Resultó tan facil abandonarlo todo, tan natural, tan liberador, que nos entraba hasta la risa cuando parábamos a descansar durante los tres días que nos tomó el viaje a pie hasta el pueblo. Nos veíamos a nosotros mismos como aquellos refugiados que tiempo atrás —los supuestos refugiados de la guerra— nunca llegamos a ver por las calles de nuestra ciudad. Ahora sospechamos que sirvieron para amedrentarnos y mantenernos sumisos, obedientes, como garantes de la estabilidad para esa clase social superior corrupta.
Cuando al final del tercer día llegamos al pueblo, nos recibieron todo lo bien que pudieron. Aquella misma noche cenamos la mejor sopa caliente que habíamos comido en años. Poco hubo que explicar: apenas mi compañera explicó quiénes eran sus abuelos, no tardaron ni diez segundos en encontrarle un pariente vivo en el pueblo. A partir de aquel instante ella ya era del pueblo y yo, su marido. Por primera vez en mi vida entendí cómo era recibir a alguien con los brazos abiertos.

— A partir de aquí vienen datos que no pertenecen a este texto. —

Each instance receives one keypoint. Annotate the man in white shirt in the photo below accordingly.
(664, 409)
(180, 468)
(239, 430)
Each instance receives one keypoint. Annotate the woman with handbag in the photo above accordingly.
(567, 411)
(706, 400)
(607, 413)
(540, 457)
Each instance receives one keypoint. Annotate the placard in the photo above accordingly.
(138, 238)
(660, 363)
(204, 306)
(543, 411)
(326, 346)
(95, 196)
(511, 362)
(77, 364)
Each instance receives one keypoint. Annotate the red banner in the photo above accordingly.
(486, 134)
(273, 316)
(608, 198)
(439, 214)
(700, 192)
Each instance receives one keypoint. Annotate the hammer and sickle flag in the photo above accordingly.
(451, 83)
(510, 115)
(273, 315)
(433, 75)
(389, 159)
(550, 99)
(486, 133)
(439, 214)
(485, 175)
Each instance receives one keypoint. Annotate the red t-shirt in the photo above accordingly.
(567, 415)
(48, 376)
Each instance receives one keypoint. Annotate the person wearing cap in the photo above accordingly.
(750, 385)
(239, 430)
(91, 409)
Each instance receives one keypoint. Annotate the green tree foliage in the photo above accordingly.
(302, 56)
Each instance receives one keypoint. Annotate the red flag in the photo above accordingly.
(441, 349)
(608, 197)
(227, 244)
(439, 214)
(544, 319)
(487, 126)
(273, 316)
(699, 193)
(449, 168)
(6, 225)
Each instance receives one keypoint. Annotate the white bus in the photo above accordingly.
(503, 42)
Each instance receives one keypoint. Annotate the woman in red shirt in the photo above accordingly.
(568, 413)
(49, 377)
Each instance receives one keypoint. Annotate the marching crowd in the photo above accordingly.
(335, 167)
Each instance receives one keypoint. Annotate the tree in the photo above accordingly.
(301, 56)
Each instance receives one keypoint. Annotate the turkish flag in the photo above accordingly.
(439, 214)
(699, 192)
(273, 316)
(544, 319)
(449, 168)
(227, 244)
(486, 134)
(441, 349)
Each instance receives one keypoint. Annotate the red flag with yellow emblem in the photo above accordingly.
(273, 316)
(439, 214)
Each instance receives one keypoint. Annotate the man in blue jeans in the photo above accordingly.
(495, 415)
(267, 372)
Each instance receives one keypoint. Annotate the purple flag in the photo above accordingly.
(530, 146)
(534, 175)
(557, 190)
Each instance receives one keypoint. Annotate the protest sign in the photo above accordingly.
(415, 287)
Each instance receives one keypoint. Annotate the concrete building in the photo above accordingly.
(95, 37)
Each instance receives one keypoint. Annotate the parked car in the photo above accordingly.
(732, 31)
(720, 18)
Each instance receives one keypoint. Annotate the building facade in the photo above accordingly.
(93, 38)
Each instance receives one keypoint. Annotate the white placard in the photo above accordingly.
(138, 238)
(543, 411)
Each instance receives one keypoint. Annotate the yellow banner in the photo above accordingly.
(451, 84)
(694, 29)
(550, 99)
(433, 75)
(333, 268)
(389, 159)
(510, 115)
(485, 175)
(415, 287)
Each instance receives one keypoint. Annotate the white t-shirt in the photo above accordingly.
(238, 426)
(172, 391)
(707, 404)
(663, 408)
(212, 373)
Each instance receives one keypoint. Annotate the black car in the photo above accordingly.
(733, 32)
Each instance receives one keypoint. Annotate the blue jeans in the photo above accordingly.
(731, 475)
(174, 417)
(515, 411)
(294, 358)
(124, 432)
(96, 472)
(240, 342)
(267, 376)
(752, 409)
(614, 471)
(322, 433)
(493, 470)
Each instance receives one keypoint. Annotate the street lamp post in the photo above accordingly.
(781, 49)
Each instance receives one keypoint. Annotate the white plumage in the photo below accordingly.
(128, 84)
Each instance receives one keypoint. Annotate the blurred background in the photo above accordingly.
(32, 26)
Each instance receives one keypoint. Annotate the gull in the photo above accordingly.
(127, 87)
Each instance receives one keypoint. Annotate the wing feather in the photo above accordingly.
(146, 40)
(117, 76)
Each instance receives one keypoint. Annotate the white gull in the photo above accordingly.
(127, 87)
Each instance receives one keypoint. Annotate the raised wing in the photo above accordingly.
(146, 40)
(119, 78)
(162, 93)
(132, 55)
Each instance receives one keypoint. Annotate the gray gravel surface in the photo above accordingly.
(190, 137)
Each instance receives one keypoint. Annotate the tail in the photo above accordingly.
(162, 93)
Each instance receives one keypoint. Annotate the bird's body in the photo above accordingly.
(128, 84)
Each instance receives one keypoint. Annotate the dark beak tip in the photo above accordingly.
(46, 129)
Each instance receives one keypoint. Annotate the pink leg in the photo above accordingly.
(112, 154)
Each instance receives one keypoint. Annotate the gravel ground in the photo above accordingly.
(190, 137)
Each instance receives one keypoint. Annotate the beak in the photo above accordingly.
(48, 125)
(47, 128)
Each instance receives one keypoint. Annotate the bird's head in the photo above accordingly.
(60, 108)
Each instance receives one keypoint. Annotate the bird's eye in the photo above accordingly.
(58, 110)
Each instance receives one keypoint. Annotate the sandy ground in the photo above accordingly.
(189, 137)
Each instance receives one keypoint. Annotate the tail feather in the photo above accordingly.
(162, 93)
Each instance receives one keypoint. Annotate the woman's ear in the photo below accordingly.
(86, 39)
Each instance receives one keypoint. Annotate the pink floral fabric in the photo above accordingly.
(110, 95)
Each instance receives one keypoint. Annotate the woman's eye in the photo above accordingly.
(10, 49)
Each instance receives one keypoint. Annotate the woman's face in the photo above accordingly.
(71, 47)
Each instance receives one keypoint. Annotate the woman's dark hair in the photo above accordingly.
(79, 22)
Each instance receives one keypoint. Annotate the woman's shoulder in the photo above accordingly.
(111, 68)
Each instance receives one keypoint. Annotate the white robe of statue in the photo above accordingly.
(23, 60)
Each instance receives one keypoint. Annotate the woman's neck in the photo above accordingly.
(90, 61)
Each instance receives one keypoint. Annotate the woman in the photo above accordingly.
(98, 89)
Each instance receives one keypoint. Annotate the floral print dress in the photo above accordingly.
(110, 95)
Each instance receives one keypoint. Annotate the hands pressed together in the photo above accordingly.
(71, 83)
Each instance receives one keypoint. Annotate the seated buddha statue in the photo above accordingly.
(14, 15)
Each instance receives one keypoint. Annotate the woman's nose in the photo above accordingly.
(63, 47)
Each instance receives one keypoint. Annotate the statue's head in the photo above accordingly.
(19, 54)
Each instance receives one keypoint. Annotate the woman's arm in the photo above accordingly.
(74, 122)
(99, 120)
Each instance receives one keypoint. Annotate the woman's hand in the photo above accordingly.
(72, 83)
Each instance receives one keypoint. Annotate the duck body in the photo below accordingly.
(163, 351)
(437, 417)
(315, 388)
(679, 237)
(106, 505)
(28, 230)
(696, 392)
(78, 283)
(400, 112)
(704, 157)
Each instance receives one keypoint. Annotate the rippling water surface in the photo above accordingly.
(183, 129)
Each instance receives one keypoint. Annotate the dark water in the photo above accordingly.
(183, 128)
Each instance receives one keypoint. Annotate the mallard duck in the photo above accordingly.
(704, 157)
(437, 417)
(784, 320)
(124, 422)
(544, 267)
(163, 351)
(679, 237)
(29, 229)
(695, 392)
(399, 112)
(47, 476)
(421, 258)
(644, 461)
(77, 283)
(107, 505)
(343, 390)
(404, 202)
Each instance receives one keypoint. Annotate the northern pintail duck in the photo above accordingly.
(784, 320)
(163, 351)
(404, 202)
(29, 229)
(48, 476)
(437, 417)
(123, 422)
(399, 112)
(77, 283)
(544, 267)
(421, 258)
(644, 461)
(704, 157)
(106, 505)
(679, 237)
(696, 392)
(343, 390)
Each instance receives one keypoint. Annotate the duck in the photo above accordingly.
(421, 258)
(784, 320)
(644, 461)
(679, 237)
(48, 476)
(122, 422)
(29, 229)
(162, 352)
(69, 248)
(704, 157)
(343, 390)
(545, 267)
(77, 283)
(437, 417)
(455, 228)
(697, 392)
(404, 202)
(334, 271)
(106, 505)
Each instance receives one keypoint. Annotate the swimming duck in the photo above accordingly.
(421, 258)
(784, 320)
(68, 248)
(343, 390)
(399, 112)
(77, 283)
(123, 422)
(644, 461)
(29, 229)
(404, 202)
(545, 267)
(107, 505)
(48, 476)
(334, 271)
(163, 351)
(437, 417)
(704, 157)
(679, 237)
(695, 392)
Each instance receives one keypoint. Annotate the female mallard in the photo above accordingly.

¿Max? No sé si Max es alguien real, o al menos alguien que conozcamos, pero nos dijo lo que necesitábamos oir y eso muchas veces lo es todo. Sé que no querías mis gracias pero aquí las tienes: gracias Max, gracias porque ahora siento el frío, la lluvia y el sol, siento la naturaleza, siento que estoy vivo y siento decir que antes tan sólo vivía. Gracias Max por devolverme a la vida.